At the end of the seminar you will write a term paper. I'd like you to answer some research questions with the methods of survival analysis using a dataset and topic of your choice. Here are some basic examples:
- Topic: "Educational differences in timing of first Cannabis use"
- Q: Are there educational differences in the share of people who consumed Cannabis at least once by the age of 20? (Kaplan-Meier; Logrank test)
- Q: Do the educational differences in the risk of first use of Cannabis change across cohort? (Cox regression with cohort-education interaction)
- Q: Among those who have consumed Cannabis at least once by the age of 20, is there an educational difference in the timing of first use? (Kaplan-Meier, Logrank test)
- Data: I've heard some of you used a data set like this in a seminar on logistic regression.
- Topic: "The role of stage at diagnosis in explaining differences in lung cancer survival by ethnicity"
- Q: Are lung cancer cases in black patients diagnosed at a later stage compared to non-black patients? (Chi-squared test)
- Q: Does the risk of death following lung cancer vary by ethnicity? (Kaplan-Meier, Logrank test, Cox regression)
- Q: How much does the risk of death following lung cancer vary by stage of diagnosis? (Kaplan-Meier, Logrank test, Cox regression)
- Q: Is the "black disadvantage" of lung cancer survival by stage of diagnosis smaller than the overall "black disadvantage"? (Kaplan-Meier, Logrank test, Cox regression with and without stage by ethnicity interaction)
- Data: SEER.
- Topic: "Cohort differences in the timing leaving the parental home"
- Q: How did the median age of leaving the parental home evolve over the birth cohorts 1973 to 1993? (Kaplan-Meier, Logrank test)
- Q: Is the sex difference in the timing of leaving the parental home diverging or converging across cohorts? (Cox regression with cohort-sex interaction)
- Data: Pairfam.
The term paper should be around 20 pages in total and feature all the usual parts of an empirical study, e.g.
- introduction
- background
- research questions & hypotheses
- methods
- data
- results
- discussion
- references
The idea is for you to do a sort of "mini" masters thesis -- a small independent, empirical research project.
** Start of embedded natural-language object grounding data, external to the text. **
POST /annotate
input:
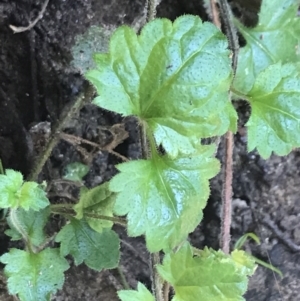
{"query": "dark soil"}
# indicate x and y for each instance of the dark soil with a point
(37, 81)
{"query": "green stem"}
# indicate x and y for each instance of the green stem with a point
(66, 209)
(240, 95)
(54, 137)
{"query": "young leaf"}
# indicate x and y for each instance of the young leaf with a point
(97, 250)
(275, 38)
(164, 198)
(14, 193)
(75, 171)
(212, 276)
(33, 224)
(99, 200)
(142, 294)
(174, 77)
(274, 124)
(34, 276)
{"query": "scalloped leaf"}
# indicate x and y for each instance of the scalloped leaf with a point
(174, 77)
(16, 193)
(34, 276)
(275, 38)
(97, 250)
(274, 124)
(98, 200)
(142, 294)
(211, 276)
(164, 198)
(33, 224)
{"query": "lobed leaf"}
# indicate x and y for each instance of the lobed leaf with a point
(14, 193)
(164, 198)
(211, 276)
(34, 276)
(142, 294)
(275, 38)
(96, 250)
(274, 124)
(32, 223)
(174, 77)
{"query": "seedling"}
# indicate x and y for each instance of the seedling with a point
(177, 79)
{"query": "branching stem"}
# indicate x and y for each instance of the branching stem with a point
(55, 134)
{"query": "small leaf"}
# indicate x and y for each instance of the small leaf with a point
(31, 196)
(274, 123)
(142, 294)
(174, 77)
(75, 171)
(98, 200)
(34, 276)
(164, 198)
(211, 276)
(14, 193)
(275, 38)
(33, 224)
(97, 250)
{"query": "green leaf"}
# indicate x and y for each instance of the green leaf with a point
(32, 223)
(274, 124)
(211, 276)
(34, 276)
(97, 250)
(174, 77)
(99, 200)
(275, 38)
(142, 294)
(14, 193)
(164, 198)
(75, 171)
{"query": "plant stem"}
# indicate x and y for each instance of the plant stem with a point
(152, 4)
(123, 278)
(63, 209)
(231, 34)
(156, 279)
(227, 194)
(54, 137)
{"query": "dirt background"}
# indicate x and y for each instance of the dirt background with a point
(37, 80)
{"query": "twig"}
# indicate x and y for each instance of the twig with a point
(230, 31)
(215, 13)
(166, 291)
(123, 278)
(227, 182)
(19, 29)
(79, 140)
(227, 194)
(54, 137)
(156, 280)
(152, 4)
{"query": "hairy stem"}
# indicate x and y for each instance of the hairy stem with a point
(231, 34)
(152, 4)
(64, 209)
(54, 137)
(227, 194)
(157, 283)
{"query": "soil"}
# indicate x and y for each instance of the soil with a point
(37, 81)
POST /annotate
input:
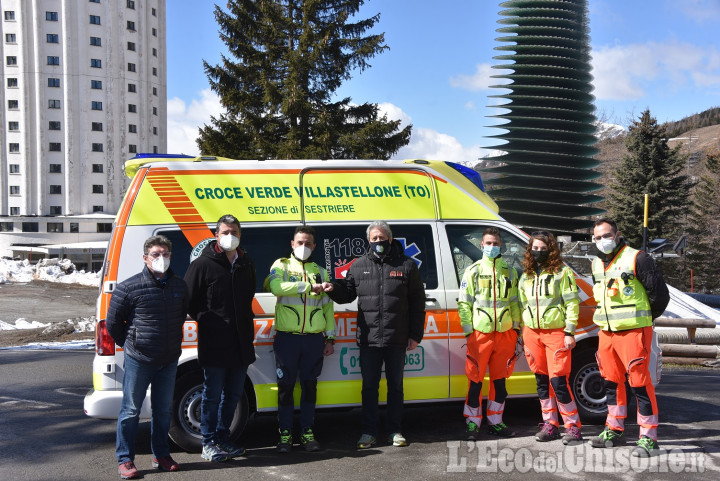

You may have a look at my master's thesis for guidance. You may write in German or English. Send the finished term paper to j.schoeley@uni-rostock.de.
- Survival analysis:
- Klein & Moeschberger (2003). Survival Analysis is a classic textbook on survival analysis.
- Harrel (2015). Regression modeling strategies is a great reference for all regression related topics. It's chapters on Survival Analysis feature R code and are very approachable.
- Kaplan & Meier (1958). Nonparametric Estimation from Incomplete Observations. The most cited statistics paper and one of the fundamental methods of survival analysis.
- Cox (1958) Regression Models and Life Tables. The second most cited statistics paper and the other pillar of survival analysis.
- Data visualization:
- Claus Wilke: Fundamentals of Data Visualization for general principles of data visualization.
- Hadley Wickham: ggplot2 for the introduction into a very flexible and popular R plotting package. Well worth learning.